A lot of the abuse from the country folk started while the fires were going on. I caught a lot of it from my own family. They didnt believe we had smoke here, they thought the media were making too big a deal about the suffering of the Canberrans and not focusing enough on the smaller communities. I phoned daily to keep in contact, make sure they were ok and in the end I had to cut ties.
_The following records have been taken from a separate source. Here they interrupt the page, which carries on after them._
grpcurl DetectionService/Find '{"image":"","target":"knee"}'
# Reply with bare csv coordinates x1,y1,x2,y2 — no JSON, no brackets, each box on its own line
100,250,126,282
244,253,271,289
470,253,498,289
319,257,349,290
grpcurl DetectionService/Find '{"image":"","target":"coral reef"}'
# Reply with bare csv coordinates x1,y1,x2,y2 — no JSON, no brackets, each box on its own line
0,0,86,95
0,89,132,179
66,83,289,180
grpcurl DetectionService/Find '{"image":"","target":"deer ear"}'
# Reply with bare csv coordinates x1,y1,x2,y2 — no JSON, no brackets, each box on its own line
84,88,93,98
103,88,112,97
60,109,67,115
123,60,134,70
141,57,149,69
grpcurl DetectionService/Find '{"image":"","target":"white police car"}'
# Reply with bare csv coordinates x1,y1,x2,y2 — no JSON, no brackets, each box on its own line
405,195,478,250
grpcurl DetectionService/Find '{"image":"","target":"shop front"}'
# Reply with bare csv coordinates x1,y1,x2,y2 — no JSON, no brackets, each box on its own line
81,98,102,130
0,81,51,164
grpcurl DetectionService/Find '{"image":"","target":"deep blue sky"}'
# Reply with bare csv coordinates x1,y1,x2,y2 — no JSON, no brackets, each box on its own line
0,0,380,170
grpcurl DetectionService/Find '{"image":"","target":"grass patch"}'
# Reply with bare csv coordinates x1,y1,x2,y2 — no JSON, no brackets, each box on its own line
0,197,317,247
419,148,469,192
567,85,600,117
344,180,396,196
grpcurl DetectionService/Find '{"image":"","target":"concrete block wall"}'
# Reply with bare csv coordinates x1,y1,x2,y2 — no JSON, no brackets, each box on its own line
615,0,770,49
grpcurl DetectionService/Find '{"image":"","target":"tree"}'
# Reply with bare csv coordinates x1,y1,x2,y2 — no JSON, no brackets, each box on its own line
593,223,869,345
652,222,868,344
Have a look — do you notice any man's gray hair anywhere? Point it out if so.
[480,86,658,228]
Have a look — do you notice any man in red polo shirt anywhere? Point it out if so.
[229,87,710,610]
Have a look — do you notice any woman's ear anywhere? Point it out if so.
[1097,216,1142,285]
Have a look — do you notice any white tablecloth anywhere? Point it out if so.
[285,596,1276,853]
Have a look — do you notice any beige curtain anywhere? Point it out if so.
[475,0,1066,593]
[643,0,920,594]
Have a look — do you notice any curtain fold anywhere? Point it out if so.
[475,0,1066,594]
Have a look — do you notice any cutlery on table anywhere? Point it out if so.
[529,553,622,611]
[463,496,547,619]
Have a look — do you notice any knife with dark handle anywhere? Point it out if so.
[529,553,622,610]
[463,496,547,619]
I was raised in small towns but moved here for family reasons 30 years ago. I was told that all Canberrans, including me, my whole family including grandchildren, and all of my friends were just whinging whining ar5es and needed to wake up to ourselves… Not once had I bought up the smoke in our phone calls because they were going through worse but this is what they called us because they were sick to death of what they saw as biased media reporting of the time.
We will not travel back to the small towns ever. We will holiday in cities only now.

The ‘Come back Canberra’ happy songs after the bushfires—code for bring your laden wallets—was always just mercantile. Anyone who regularly visits the south coast knows the disdain with which Canberrans are regarded and treated there, including special attention from police for driving. It’s very unfortunate that the south coast has been so virulent in its (legitimate) messaging to stay away—when this thing goes, Canberrans will likely remember and the happy ‘Canberra come back’ songs might sound a bit hollow.